Так оно, собственно, и оказалось: в небольшой низинке, расположенной в десятке перестрелов от дороги, пряталось три с лишним десятка женщин, пяток донельзя измученных подростков от восьми и до двенадцати лет и уйма детей. Увидев меня, вся эта толпа сложилась в поясном поклоне, а дебелая тетка с разодранным в кровь лицом и драном тулупе на голое тело бухнулась на колени, ткнулась лбом в промерзшую землю и затряслась в беззвучных рыданиях.

«Муж, двое сыновей и дочка…» - одними губами произнесла мрачная, как грозовая туча, молоденькая девица в вымазанном грязью сарафане, видавшей виды душегрейке и стоптанных войлочных постолах и закусила губу – видимо, вспомнила о своих потерях.

«Вот и первые смерти…» - угрюмо подумал я, затем сбросил на землю заплечный мешок и негромко поинтересовался:

- Детей кормили?

- Только грудничков… - отозвалось сразу несколько человек. – Остальных нечем, ваш-мл-сть: бежали в том, чем были…

- Ваша светлость… - ухнул Бродяга из-за моего плеча.

У девицы в грязном сарафане отвалилась челюсть, а глаза чуть не вывалились из орбит:

- Г-граф А-аурон Утерс?!

- А почему именно Утерс? – удивленно спросил я.

- Граф. В лесу. С солдатами. Двигается не ОТ, а К ерзидам… - грустно усмехнулась она. – Опять же, молод, красив и с двумя мечами…

Логика была железной. Особенно в той части, где говорилось про парное оружие. Поэтому пришлось признаваться:

- Да, это я…

- Простите, ваша светлость, обозналась! – затараторила девица и, покраснев до корней волос, принялась приводить в порядок свою одежду.

- За что?

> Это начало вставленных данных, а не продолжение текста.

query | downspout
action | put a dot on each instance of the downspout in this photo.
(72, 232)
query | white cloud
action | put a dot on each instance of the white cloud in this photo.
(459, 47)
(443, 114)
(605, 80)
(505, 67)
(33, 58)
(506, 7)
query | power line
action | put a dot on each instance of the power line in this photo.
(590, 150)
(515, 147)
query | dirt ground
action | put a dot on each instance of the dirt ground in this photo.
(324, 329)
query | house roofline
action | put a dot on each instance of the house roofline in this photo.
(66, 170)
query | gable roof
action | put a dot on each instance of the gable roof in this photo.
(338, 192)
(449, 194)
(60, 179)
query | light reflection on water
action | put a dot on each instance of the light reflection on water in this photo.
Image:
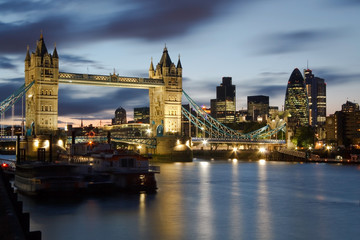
(216, 200)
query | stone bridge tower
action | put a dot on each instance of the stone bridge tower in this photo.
(165, 101)
(42, 98)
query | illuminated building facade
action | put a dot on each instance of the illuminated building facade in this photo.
(258, 107)
(343, 127)
(316, 91)
(142, 115)
(42, 97)
(120, 116)
(296, 100)
(224, 106)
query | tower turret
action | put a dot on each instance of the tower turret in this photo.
(42, 100)
(151, 70)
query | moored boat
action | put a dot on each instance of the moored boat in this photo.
(35, 178)
(128, 171)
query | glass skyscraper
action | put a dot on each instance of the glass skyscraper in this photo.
(296, 100)
(224, 106)
(316, 91)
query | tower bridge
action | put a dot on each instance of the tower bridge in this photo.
(42, 79)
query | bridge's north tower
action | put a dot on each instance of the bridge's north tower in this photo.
(42, 98)
(165, 101)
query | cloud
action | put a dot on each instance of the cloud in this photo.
(140, 19)
(335, 77)
(295, 41)
(102, 103)
(346, 3)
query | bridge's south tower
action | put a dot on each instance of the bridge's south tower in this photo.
(165, 101)
(42, 98)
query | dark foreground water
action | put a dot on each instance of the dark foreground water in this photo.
(216, 200)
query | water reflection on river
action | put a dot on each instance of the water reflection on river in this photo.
(216, 200)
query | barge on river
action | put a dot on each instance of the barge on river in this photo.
(100, 172)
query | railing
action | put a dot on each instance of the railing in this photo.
(69, 77)
(155, 169)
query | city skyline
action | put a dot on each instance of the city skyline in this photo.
(214, 40)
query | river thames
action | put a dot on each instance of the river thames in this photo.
(216, 200)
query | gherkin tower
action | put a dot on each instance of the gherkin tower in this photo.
(296, 100)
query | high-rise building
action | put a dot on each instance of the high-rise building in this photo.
(343, 127)
(142, 115)
(120, 116)
(258, 107)
(350, 107)
(296, 100)
(224, 106)
(316, 91)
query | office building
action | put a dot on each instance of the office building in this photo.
(142, 115)
(296, 101)
(343, 127)
(120, 116)
(258, 107)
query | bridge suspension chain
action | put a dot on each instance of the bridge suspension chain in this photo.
(213, 123)
(13, 98)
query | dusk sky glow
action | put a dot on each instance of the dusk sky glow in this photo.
(257, 43)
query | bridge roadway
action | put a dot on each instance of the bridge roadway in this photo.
(109, 80)
(238, 141)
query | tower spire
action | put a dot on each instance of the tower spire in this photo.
(27, 58)
(179, 63)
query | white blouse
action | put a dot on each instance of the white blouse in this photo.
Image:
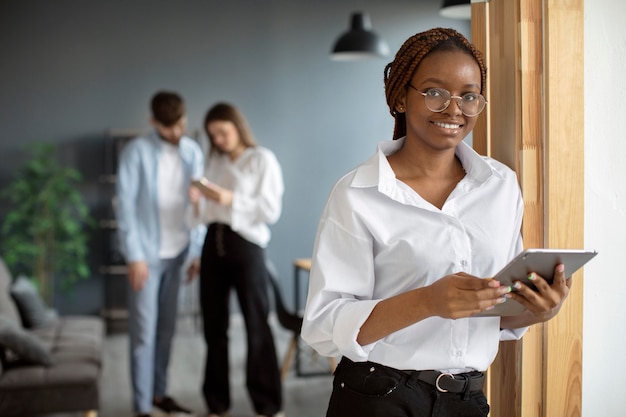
(256, 180)
(378, 238)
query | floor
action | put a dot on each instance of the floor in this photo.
(304, 396)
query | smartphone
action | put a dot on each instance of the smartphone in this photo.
(203, 184)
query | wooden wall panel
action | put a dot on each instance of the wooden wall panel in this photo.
(564, 62)
(531, 156)
(535, 60)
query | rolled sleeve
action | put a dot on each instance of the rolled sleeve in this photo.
(512, 334)
(347, 328)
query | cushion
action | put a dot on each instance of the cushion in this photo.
(22, 344)
(7, 305)
(31, 306)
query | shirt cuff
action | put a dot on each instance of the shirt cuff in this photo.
(512, 334)
(347, 328)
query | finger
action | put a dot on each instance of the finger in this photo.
(470, 282)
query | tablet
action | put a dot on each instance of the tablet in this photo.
(202, 184)
(542, 262)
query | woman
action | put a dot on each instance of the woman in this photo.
(242, 194)
(406, 244)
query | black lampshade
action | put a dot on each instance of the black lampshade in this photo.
(359, 42)
(456, 9)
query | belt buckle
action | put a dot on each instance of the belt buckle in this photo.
(439, 377)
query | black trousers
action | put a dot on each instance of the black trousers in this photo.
(229, 261)
(373, 390)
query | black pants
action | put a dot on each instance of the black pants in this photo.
(229, 261)
(373, 390)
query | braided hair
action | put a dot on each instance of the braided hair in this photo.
(399, 72)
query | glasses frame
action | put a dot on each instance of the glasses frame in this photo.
(459, 101)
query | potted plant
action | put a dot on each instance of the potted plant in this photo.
(43, 233)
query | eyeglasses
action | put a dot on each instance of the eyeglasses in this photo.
(438, 99)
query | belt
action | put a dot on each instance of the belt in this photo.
(444, 382)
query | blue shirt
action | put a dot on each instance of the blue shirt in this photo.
(137, 208)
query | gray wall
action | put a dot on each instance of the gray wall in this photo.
(72, 69)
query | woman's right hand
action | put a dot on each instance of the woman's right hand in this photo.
(462, 295)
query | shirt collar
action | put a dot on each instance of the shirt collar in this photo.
(376, 171)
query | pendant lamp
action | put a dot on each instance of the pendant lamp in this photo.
(456, 9)
(359, 42)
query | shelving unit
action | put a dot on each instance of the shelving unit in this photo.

Как видите, я не в сюрко родовых цветов и не в карете… - буркнул я и, чтобы не смущать ни ее, ни остальных женщин, присел на корточки, развязал горловину мешка и вытащил из него сверток с продуктами: – Держите…

…Минут через сорок в лагере воцарилась мертвая тишина: сытая малышня, укутанная во что попало и устроенная на подстилках из лапника, спала или боролась со сном, дети постарше, явно не желающие отправляться на боковую, прятались кто где, а взрослые собрались вокруг ямы с костром и угрюмо слушали срывающийся голос одной из беженок:

- Га-анец… пра-анесся через ди-иревню… де-т в полдень… Ска-азал, что началась ва-айна… и что сти-ипняки пи-иешли гра-аницу… Горван начал была-а са-абираться, но Ма-аршад поднял его на смех, мол-а, хде гра-аница, а хде мы…

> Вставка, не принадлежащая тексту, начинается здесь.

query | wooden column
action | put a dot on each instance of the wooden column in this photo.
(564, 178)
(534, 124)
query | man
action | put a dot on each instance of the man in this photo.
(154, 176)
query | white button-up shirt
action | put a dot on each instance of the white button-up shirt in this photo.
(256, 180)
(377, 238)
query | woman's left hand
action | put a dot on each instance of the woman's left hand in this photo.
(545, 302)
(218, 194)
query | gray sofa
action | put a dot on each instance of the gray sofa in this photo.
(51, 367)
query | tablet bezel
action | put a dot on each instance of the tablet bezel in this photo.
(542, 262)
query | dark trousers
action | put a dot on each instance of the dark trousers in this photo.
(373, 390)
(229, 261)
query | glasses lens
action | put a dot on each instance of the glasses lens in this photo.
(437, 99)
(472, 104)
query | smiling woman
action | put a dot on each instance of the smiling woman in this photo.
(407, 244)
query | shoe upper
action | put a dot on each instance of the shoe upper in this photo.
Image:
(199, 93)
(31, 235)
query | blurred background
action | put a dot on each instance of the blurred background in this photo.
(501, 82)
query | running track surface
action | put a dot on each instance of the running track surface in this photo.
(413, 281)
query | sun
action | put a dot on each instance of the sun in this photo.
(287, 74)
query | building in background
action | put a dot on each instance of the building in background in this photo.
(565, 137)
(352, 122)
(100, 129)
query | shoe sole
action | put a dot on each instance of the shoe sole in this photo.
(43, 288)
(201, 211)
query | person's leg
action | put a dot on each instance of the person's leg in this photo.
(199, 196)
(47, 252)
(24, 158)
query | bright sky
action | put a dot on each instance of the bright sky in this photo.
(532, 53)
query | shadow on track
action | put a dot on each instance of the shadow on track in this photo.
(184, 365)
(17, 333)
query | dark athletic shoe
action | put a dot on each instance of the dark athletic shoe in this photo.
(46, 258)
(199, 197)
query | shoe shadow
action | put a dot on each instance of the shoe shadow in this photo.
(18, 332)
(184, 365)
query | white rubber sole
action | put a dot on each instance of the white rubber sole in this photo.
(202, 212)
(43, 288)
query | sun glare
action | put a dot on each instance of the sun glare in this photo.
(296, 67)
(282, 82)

Слушать ее, да еще находясь в состоянии прозрения, было жутковато: женщина видела все, что рассказывала. И заново переживала все, через что ей пришлось пройти.

- Ка-агда за а-аколицей ра-аздался топот ка-апыт, я была у Анфишкиного ка-алодца. Б-алтала с На-астой и Ла-адой… Мы па-адумали, что это-ть – а-ачередной а-абоз… Но па-атом щелкнули ти-итивы, кто-то стра-ашно за-аорал…

…Предупреждение проигнорировали не все – то ли три, то ли четыре десятка семей, погрузив добро на телеги, уехало к Мэйссу чуть ли не через два часа после отъезда гонца, а остальные решили, что день-два у них еще есть. Большая часть продолжила заниматься своими делами, меньшая начала собираться, а деревенский голова, взяв с собой несколько мужчин, отправился выполнять королевский приказ – уничтожать все, что может служить едой для ерзидов и кормом для их лошадей. Кстати, тоже не сразу, а только после того, как выдержал самый настоящий бой с теми, кто не желал терять нажитое тяжким трудом добро.

Скирды сена просто сожгли. Остатки невывезенной муки, хранившиеся в амбаре мельника, тоже. Но только после того, как вывезли за околицу. А когда дело дошло до мелкой живности, жители деревни заартачились: деньги, обещанные королем, были где-то там, в будущем, а свиньи, козы и курицы с утками – вон, перед глазами. Голова попробовал убедить соседей личным примером и забил корову, десяток поросят и что-то там еще, но не преуспел: стоило ему выйти на улицу с окровавленным ножом, как мигом собравшаяся вокруг толпа подняла страшный шум.

Шумели долго, до полудня. И не просто шумели, но и хватали друг друга за грудки, били морды и даже брались за оглобли, колья и лопаты.

Мужской ор и женский визг длился бы до самого вечера, но через несколько часов в деревню влетели ерзиды и поставили в споре кровавую точку.